My own experience in this regard might be helpful. We generate our own electrical power from the sun, with a backup generator. One day last summer I opened the door of the generator house and was startled when a bat flew out, brushed my arm, and landed on my pants leg.
Afraid that the bat might bite through the cloth if I frightened it, I started to take off my trousers very slowly and carefully. At that point the bat took wing and fluttered to the side of the house, where it clung to the wood. I went inside to get a bag with which to capture the bat, but it was gone by the time I returned.
I then phoned Dr. Robert Johnson, veterinarian for the Vermont Health Department. After reviewing the incident, he determined that, according to the rabies protocol established by the National Institutes of Health, I had not been exposed to rabies. However, during further discussion with Dr. Johnson, I learned about the rabies pre-immunization series.
Pre-immunization consists of a series of three shots over a period of about four weeks (a single booster shot per year is required thereafter to maintain immunity). Unlike the treatment after exposure to rabies, which provides immediate immunity, this series builds a person’s immunity gradually.
I felt that this treatment was well worthwhile and went ahead with it. Each shot cost me only thirty-five dollars at a local health clinic, and I can testify to the painlessness of it; I literally didn’t even feel one of the shots, and the other two were no more than tiny pin pricks. There was no soreness in my arm later, either. So much for the notion that modern rabies shots are extremely painful!
Occasionally a bat will, by some means or another, enter a home and fly about. Usually utter panic ensues, with frantic efforts to kill the creature. This is precisely the wrong reaction! Clearly, it isn’t desirable to have bats in one’s home, any more than mice, squirrels, and assorted other little beasties belong in our living room, bedroom, or kitchen—but there’s a better and more effective way than trying to demolish the bat. In most such cases, the bat is a young one setting out on its own. It’s confused, and would be just as happy to leave as the human occupants would be to see it depart.
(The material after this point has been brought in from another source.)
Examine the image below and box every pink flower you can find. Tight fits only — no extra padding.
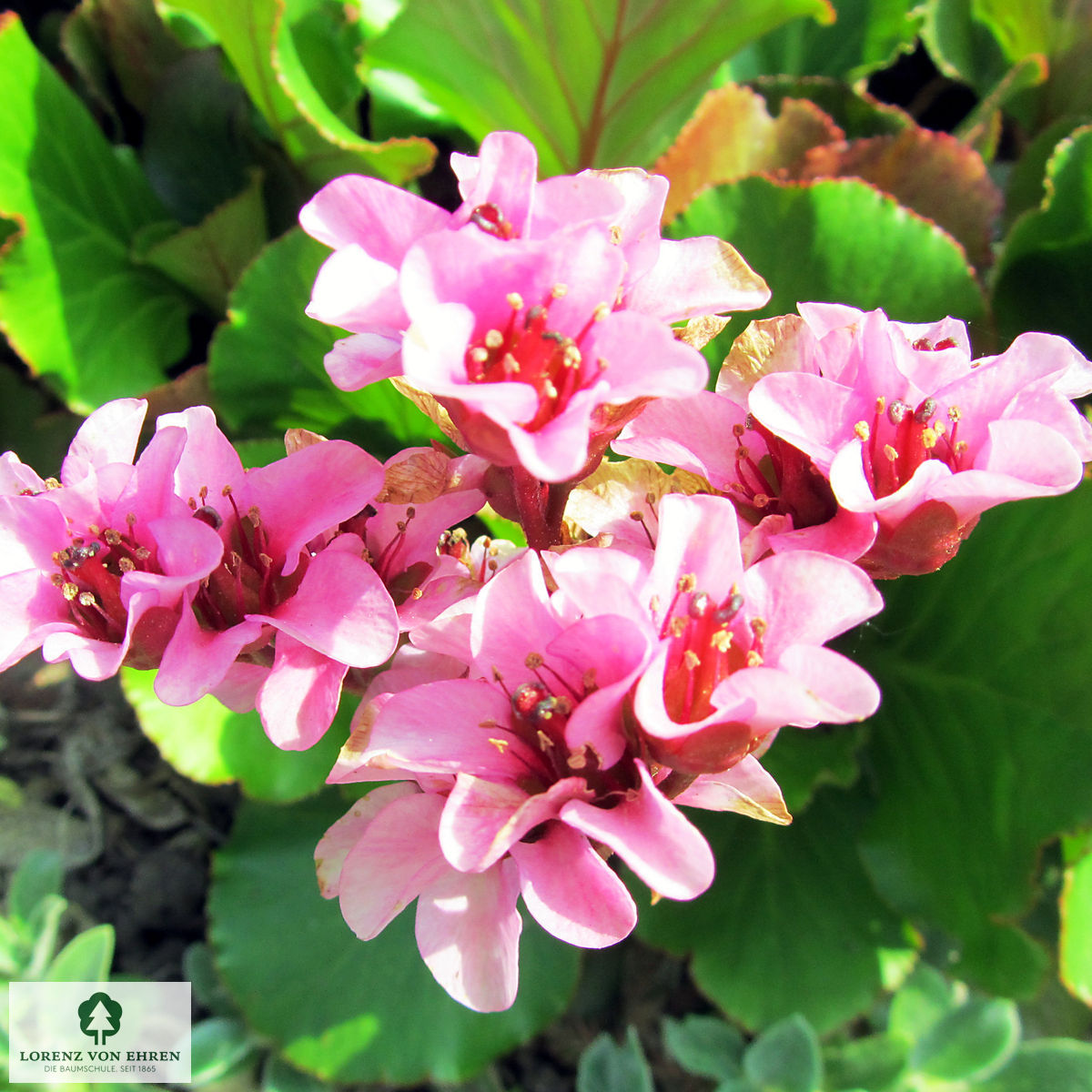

In this situation, if doors and windows are opened, the bat will usually find its own way out in a very short time.
Bats may also inhabit parts of a building outside our living quarters. It’s beyond the scope of this book to list all the many ways of keeping bats from roosting in an attic, under the eaves, or in other places where they might not be wanted. Your state wildlife or natural resource agency, or an organization such as Bat Conservation International, can provide that sort of detailed information.
So far, I’ve tried only to demolish some of the myths, superstitions, and gross exaggerations that have been attached to bats over many centuries. Now it’s time to move on and view the bat in a very different light.
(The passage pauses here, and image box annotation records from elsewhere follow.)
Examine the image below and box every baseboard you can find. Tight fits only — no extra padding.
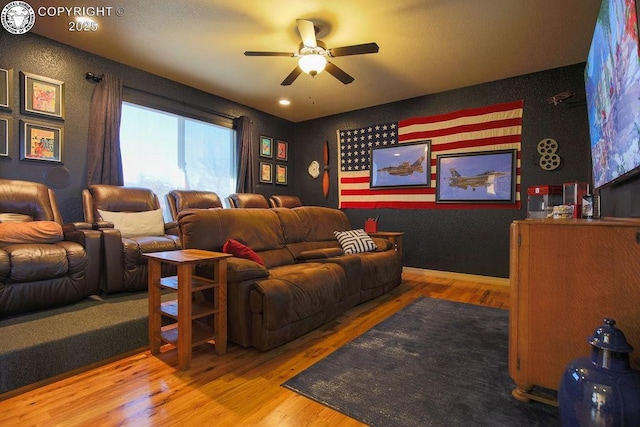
[402,267,509,286]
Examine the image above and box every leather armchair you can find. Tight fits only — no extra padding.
[227,193,269,208]
[82,184,182,294]
[0,179,100,317]
[269,195,302,208]
[166,190,222,221]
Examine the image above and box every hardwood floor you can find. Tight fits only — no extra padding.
[0,272,509,427]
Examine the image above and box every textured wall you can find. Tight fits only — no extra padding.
[0,31,296,222]
[296,64,590,277]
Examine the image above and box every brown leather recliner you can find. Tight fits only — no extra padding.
[166,190,222,221]
[227,193,269,208]
[269,194,302,208]
[82,184,181,294]
[0,179,100,317]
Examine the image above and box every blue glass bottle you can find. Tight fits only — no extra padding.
[558,318,640,427]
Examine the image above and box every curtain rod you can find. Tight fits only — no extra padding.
[123,86,239,120]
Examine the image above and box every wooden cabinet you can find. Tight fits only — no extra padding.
[509,219,640,404]
[145,249,231,370]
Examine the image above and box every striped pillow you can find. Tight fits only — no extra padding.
[333,228,378,254]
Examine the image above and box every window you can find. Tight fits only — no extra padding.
[120,102,237,219]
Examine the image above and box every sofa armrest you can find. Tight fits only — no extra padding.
[63,229,102,296]
[296,248,344,262]
[227,257,269,282]
[62,222,93,233]
[164,221,180,236]
[91,221,115,230]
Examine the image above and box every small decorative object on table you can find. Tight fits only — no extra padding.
[364,217,380,233]
[558,318,640,426]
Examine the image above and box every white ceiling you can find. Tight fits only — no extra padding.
[28,0,600,122]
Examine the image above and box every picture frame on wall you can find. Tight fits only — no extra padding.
[0,117,11,157]
[0,68,13,110]
[20,71,64,120]
[276,139,289,162]
[436,149,517,204]
[276,165,287,185]
[260,162,273,184]
[20,120,64,163]
[260,136,273,159]
[369,140,431,190]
The truth is that bats are enormously beneficial, especially in controlling insects. One bat can eat several thousand insects in a single night, and the 20 million Mexican free-tailed bats that roost in Bracken Cave, Texas, consume an estimated one-quarter to one-half million pounds of insects each night! Some North American bats, and a number of tropical species, are also invaluable as plant pollinators.
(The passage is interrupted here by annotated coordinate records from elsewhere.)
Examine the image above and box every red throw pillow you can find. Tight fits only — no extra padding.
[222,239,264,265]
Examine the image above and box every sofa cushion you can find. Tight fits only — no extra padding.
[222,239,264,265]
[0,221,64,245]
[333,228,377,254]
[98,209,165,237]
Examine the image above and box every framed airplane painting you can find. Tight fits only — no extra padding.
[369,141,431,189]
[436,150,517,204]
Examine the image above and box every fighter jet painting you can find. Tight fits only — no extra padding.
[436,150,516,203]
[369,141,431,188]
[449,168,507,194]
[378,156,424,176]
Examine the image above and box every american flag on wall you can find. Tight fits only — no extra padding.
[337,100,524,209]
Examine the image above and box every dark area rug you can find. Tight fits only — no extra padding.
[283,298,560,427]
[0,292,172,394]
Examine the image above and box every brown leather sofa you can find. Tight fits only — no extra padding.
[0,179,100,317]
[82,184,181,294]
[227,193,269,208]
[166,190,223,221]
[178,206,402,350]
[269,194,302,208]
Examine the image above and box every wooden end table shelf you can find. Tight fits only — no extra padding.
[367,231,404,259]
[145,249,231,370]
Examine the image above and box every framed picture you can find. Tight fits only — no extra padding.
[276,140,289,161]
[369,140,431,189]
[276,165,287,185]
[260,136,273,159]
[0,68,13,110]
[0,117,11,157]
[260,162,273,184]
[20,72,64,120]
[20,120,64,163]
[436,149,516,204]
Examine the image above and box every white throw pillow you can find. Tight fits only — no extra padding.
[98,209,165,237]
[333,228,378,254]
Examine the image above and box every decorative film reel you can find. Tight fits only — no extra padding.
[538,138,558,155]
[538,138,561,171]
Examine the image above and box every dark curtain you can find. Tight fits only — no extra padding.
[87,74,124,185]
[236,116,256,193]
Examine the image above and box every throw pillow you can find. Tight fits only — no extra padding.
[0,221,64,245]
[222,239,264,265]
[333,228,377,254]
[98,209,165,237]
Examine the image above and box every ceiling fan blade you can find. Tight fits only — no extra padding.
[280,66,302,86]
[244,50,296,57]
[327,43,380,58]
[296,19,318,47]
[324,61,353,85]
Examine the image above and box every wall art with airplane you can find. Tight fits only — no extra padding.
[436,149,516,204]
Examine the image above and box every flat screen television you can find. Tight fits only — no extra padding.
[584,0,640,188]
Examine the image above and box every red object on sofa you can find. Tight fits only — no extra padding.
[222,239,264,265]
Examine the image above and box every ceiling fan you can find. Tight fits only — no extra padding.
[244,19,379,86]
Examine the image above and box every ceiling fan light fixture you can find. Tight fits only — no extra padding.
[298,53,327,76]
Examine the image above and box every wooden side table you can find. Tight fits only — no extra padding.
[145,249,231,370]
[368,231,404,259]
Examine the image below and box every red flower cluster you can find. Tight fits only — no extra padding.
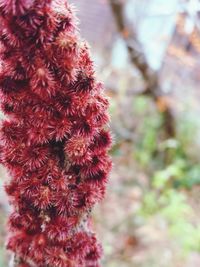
[0,0,111,267]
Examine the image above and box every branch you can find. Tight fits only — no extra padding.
[108,0,176,138]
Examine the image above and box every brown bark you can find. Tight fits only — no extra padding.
[108,0,176,139]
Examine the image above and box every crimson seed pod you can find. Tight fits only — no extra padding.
[0,0,111,267]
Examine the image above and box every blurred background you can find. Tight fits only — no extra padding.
[0,0,200,267]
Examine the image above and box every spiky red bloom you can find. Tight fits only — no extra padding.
[0,0,111,267]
In fact, it’s difficult to overestimate the role of bats in controlling a wide variety of insects, many of them harmful—or at least unpleasant—to humans. A single little brown bat can devour up to
twelve hundred
mosquito-sized insects in an evening. Imagine what it might be like around our homes if these industrious little insect traps weren’t patrolling our surroundings night after night, snapping up mosquitoes, gnats, and other biting insects! Small wonder, then, that many people have chosen to erect bat houses near their homes to encourage a greater population of bats.